Interview de Xavier GAY

 

« Pour les volontaires qui ont expérimenté le pro bono, la plus grande motivation réside dans le sentiment d’être utile » selon Xavier GAY, président de Pro Bono Lab

Xavier GayVous présidez l’association Pro Bono Lab. Qu’entendez-vous par pro bono ?

Du latin “pro bono publico“ (« pour le bien public »), le pro bono désigne l’engagement volontaire de personnes qui mettent leurs compétences professionnelles au service de l’intérêt général, en mécénat ou en bénévolat de compétences.

Créée en 2011, l’association Pro Bono Lab est un laboratoire d’innovation citoyenne spécialisé en bénévolat et mécénat de compétences. Pro Bono Lab essaime des formats d’engagement innovants pour permettre aux salariés, aux demandeurs d’emploi et aux étudiants de mettre leurs talents pro bono au service des organisations qui œuvrent pour le bien public.

Quel bilan tirez-vous de l’étude que vous venez de publier sur le pro bono ?

Pour évaluer l’impact et le potentiel du pro bono en France, Pro Bono Lab a réalisé, en 2016, le premier Panorama du pro bono. Cette grande étude est composée de 4 enquêtes, auprès de 1501 Français âgés de 18 ans et plus (réalisée avec l’IFOP), 331 étudiants, 204 associations et 56 entreprises. Elle a été menée avec Domplus et en partenariat avec l’Agence Limite, le Fonds Barreau de Paris Solidarité, la Fonda, Passerelles & Compétences et Le RAMEAU.

Ce panorama montre que les besoins des associations sont réels : 84% d’entre-elles ont besoin de compétences auxquelles elles n’ont pas accès en interne. Pour répondre à cet enjeu, on constate que les usages du pro bono sont nombreux et varient selon le format (en bénévolat de compétences, en mécénat de compétences, etc.), selon la durée et selon les bénéficiaires (individus ou organisations à finalité sociale). Mais, ces modes d’engagement, aussi divers soient-ils, sont largement plébiscités. Pour les volontaires qui ont expérimenté le pro bono, la plus grande motivation réside dans le sentiment d’être utile, bien que trouver du temps reste une difficulté.

Nous avons de quoi être optimistes, car il existe des viviers d’engagement dans les entreprises, les universités, etc. Les Français sont prêts à s’engager (35% d’entre eux le disent) !

Vous pouvez retrouver tous les résultats du Panorama du pro bono sur le blog de Pro Bono Lab.

Que retiennent les entreprises de l’accompagnement des associations ?

D’après l’étude que nous avons menée en 2014 avec l’Admical, 34% des entreprises interrogées font du mécénat de compétences pour accompagner leurs partenaires sur un besoin spécifique (pour 87% des missions au profit d’associations). Il s’agit pour elles d’impliquer (25%) et de fédérer (20%) leurs collaborateurs.[1]

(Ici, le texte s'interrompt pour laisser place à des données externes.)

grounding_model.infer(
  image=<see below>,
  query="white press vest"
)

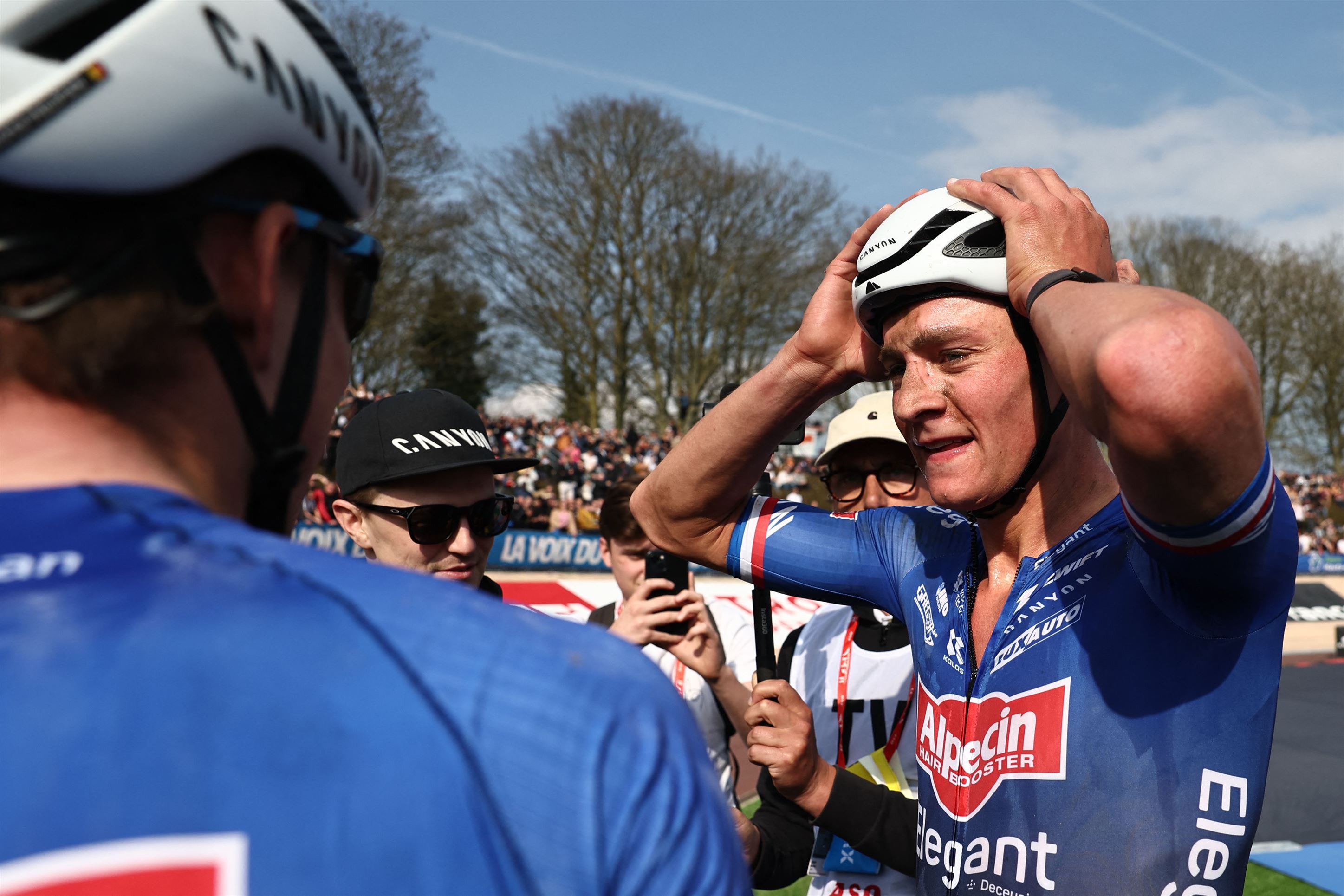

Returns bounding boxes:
[789,606,919,896]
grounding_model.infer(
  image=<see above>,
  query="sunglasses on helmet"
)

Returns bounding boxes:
[210,196,383,338]
[355,494,513,544]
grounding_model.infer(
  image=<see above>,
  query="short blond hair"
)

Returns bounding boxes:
[0,152,344,409]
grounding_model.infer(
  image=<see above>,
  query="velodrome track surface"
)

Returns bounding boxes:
[1255,661,1344,844]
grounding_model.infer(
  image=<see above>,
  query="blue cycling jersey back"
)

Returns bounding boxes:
[0,486,747,896]
[728,454,1297,896]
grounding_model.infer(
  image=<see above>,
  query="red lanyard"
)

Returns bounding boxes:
[836,612,915,768]
[616,600,685,697]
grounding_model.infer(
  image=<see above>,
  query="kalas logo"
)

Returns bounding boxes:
[915,678,1071,821]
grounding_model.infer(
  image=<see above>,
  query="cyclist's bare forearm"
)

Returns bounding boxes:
[1031,282,1265,525]
[630,340,853,570]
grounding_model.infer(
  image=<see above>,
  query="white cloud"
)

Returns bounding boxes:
[921,90,1344,243]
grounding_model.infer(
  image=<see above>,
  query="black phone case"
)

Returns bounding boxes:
[644,548,691,636]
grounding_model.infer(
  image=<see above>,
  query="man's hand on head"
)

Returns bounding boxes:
[948,168,1138,313]
[609,579,703,648]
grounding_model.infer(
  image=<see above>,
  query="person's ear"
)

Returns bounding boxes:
[204,203,304,373]
[332,499,374,551]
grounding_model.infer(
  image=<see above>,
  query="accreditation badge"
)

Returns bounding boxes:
[808,747,915,877]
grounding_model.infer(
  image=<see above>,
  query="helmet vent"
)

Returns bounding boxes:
[853,208,974,286]
[281,0,383,145]
[21,0,149,62]
[942,218,1005,258]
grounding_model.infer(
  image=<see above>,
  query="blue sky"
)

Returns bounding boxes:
[372,0,1344,243]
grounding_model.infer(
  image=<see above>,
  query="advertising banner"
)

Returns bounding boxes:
[1297,553,1344,575]
[488,529,611,572]
[289,523,364,558]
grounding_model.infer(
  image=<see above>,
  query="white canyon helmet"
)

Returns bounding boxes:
[0,0,384,532]
[853,188,1069,519]
[0,0,384,218]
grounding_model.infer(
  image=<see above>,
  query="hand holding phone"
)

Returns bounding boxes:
[644,548,691,636]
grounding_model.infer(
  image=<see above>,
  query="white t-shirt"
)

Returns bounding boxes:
[789,604,919,896]
[617,598,755,806]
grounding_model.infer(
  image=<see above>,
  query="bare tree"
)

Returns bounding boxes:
[472,97,840,426]
[321,0,472,388]
[1123,219,1344,472]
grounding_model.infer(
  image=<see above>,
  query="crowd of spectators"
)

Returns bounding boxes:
[304,384,814,535]
[304,384,1344,553]
[485,416,811,535]
[1279,473,1344,553]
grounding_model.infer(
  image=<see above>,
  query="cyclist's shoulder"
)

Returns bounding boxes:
[19,485,650,680]
[855,504,974,568]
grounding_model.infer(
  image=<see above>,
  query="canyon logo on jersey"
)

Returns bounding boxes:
[915,678,1071,821]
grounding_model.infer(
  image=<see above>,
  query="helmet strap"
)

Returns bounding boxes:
[161,233,326,535]
[970,308,1069,520]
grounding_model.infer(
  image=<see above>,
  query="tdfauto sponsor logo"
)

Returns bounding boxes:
[915,678,1071,821]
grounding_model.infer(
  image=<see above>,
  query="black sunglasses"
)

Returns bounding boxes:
[820,463,919,504]
[210,196,383,338]
[355,494,513,544]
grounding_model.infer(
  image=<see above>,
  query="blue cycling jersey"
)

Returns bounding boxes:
[728,454,1297,896]
[0,486,749,896]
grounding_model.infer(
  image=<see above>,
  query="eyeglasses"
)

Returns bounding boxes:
[210,196,383,338]
[355,494,513,544]
[821,463,919,504]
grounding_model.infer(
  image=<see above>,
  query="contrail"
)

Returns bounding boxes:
[428,26,906,160]
[1066,0,1302,111]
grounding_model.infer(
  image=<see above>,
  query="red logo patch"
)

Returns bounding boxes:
[915,678,1071,821]
[0,833,247,896]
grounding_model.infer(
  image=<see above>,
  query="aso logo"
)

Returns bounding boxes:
[915,678,1071,821]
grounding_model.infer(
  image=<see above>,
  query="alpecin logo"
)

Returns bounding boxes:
[915,678,1072,821]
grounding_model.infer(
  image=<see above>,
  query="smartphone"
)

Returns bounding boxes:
[644,548,691,636]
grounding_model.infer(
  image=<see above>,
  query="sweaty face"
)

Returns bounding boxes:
[882,298,1036,512]
[340,466,494,587]
[598,539,653,599]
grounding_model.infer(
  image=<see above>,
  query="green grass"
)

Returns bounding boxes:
[1243,863,1331,896]
[742,798,1331,896]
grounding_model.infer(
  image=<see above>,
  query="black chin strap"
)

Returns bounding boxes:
[970,308,1069,520]
[160,234,326,535]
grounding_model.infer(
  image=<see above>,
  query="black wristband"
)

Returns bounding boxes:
[1027,267,1106,317]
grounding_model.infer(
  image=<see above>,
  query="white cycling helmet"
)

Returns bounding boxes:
[0,0,384,532]
[0,0,384,218]
[853,188,1008,345]
[853,189,1069,519]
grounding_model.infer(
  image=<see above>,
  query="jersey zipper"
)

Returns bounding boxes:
[934,537,1026,893]
[933,525,980,893]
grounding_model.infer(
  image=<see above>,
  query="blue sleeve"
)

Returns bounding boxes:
[1121,448,1297,638]
[598,662,751,896]
[727,497,970,621]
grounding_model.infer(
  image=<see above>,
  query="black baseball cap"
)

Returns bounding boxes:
[336,390,538,494]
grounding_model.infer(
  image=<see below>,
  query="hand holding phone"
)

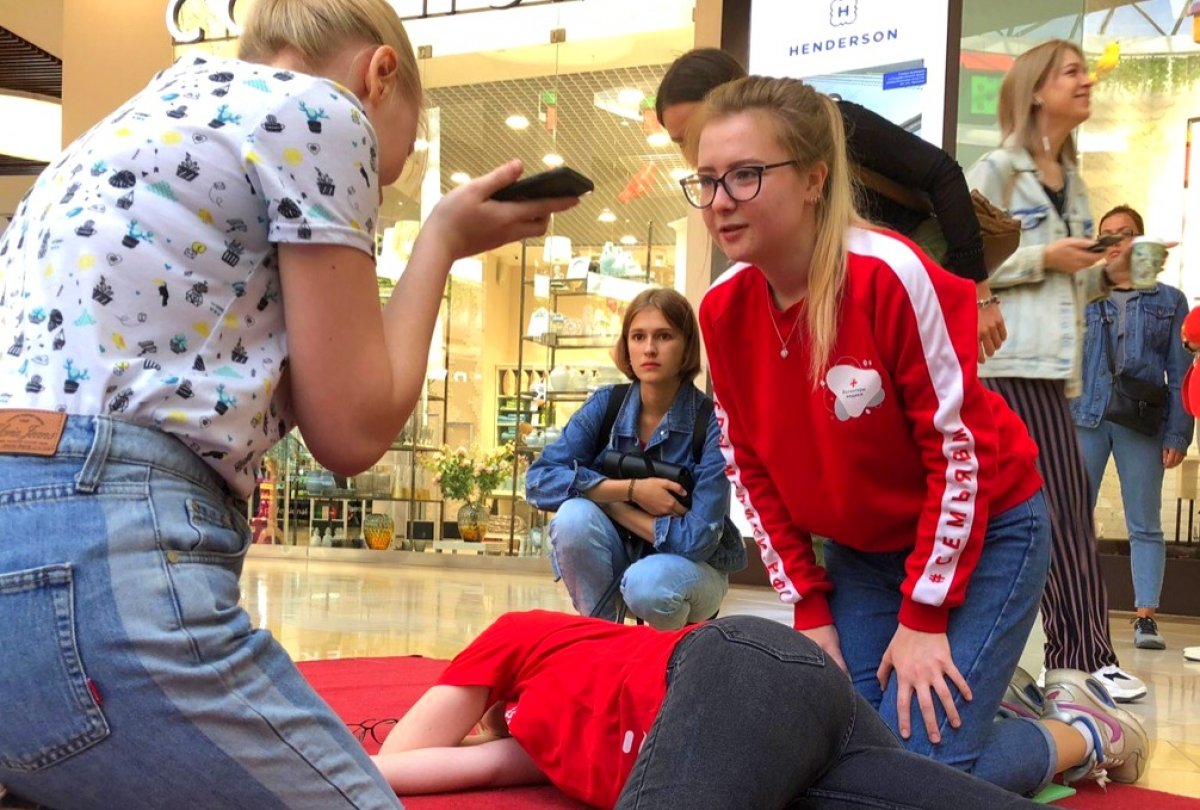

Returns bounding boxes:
[492,166,595,202]
[1087,234,1124,253]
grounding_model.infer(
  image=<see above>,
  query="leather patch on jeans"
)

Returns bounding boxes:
[0,408,67,456]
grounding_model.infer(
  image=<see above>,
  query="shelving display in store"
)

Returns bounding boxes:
[250,284,451,551]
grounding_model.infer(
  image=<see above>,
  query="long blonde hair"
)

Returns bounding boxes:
[998,40,1084,163]
[238,0,421,103]
[684,76,866,386]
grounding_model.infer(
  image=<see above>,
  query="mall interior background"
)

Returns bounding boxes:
[0,0,1200,571]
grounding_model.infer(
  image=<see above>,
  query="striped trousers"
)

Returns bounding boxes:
[980,377,1117,672]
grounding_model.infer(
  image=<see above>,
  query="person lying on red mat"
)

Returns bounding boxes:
[374,611,1037,810]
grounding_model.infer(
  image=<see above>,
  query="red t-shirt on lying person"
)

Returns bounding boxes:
[438,611,695,808]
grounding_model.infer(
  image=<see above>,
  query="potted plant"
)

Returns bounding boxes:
[426,443,515,542]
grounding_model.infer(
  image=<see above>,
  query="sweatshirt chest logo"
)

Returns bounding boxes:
[824,365,884,421]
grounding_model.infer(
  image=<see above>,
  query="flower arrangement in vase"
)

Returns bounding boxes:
[426,442,516,542]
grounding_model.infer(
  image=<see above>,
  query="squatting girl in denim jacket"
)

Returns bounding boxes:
[526,289,746,629]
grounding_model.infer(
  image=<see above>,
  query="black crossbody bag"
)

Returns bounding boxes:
[1100,304,1166,436]
[600,383,713,509]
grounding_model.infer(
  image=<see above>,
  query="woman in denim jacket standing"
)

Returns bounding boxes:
[967,40,1146,701]
[1070,205,1194,649]
[526,289,746,630]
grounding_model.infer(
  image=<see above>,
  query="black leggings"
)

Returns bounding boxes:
[617,616,1038,810]
[983,377,1117,672]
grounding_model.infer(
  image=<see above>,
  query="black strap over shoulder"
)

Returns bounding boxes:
[598,383,713,464]
[598,383,630,452]
[691,396,713,464]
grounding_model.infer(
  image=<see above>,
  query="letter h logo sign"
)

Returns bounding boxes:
[829,0,858,25]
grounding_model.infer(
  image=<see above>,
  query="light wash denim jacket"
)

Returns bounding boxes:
[966,148,1109,397]
[1070,284,1194,452]
[526,383,746,574]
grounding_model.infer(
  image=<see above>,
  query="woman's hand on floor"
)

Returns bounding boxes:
[800,624,850,672]
[876,624,972,743]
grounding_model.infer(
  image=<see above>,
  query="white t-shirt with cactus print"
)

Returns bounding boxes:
[0,58,379,496]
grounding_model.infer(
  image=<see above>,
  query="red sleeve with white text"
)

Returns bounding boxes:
[700,282,833,630]
[851,230,998,632]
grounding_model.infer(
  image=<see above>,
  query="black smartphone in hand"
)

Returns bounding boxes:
[1087,234,1124,253]
[492,166,595,202]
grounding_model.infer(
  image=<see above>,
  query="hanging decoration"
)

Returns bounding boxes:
[538,90,558,132]
[617,161,656,203]
[642,96,662,134]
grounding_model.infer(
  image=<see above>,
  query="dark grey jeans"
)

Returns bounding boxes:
[617,616,1039,810]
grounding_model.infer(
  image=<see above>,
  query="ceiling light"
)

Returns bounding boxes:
[617,88,646,107]
[0,91,62,162]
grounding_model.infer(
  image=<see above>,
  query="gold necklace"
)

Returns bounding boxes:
[767,290,804,360]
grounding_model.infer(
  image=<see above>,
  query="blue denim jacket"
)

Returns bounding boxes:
[526,383,746,574]
[1070,284,1194,452]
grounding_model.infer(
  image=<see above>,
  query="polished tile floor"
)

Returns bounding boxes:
[242,556,1200,797]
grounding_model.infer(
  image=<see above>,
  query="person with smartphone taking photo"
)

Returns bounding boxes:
[967,40,1146,702]
[1070,205,1195,649]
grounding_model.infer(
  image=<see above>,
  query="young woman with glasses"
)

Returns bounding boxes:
[1070,205,1195,649]
[654,48,1008,358]
[682,77,1146,793]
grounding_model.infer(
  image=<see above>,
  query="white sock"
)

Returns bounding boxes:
[1070,718,1096,762]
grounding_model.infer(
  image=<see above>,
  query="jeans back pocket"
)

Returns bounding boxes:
[0,564,109,772]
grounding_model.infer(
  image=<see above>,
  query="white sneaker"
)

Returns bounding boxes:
[1042,670,1150,787]
[1092,664,1146,703]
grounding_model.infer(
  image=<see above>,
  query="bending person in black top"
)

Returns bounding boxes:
[654,48,1008,362]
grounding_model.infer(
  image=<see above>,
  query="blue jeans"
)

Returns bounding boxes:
[550,498,730,630]
[617,616,1038,810]
[1075,420,1166,608]
[826,492,1057,793]
[0,416,400,810]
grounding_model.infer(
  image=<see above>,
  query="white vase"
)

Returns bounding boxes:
[548,366,572,391]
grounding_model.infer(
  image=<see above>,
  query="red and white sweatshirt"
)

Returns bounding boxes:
[700,228,1042,632]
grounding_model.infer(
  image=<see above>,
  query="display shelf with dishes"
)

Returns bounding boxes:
[248,284,451,551]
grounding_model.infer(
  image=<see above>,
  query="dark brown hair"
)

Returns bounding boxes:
[612,287,700,382]
[654,48,746,124]
[1096,203,1146,236]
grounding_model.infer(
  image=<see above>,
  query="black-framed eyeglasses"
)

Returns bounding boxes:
[346,718,400,745]
[679,161,796,208]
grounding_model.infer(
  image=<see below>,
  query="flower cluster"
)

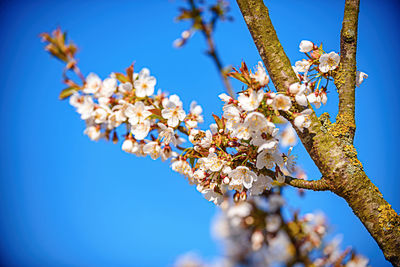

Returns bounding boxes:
[289,40,368,111]
[175,195,368,267]
[45,31,366,207]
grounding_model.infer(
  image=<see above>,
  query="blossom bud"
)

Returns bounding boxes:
[112,132,118,144]
[240,191,247,201]
[122,139,133,153]
[299,40,314,53]
[222,176,230,184]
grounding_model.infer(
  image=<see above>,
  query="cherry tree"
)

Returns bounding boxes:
[41,0,400,266]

Des chiffres vérifiés avec le Panorama du pro bono. En effet, la réponse à des enjeux de ressources humaines (15 réponses sur 26) reste la raison de l’engagement la plus citée. Pour d’autres, la promotion du bénévolat correspond aux aspirations personnelles des salariés et contribue à leur bien-être (6 réponses) et/ou au développement des compétences.

Mais, pour aller au-delà des chiffres, voici ce que nous a dit Alain, l’un des volontaires ayant participé au Marathon Probono au profit de SOLAAL : «Très impressionné par votre énergie et votre implication, j’ai découvert un monde que je ne connaissais pas qui résonne en moi sur le côté humain et solidaire. J’ai aimé la découverte de mes collègues et nos échanges.»

[1]98 répondants, représentants d’entreprises mécènes et non mécènes, contactés 20 mai au 31 juillet 2014 par questionnaire électronique.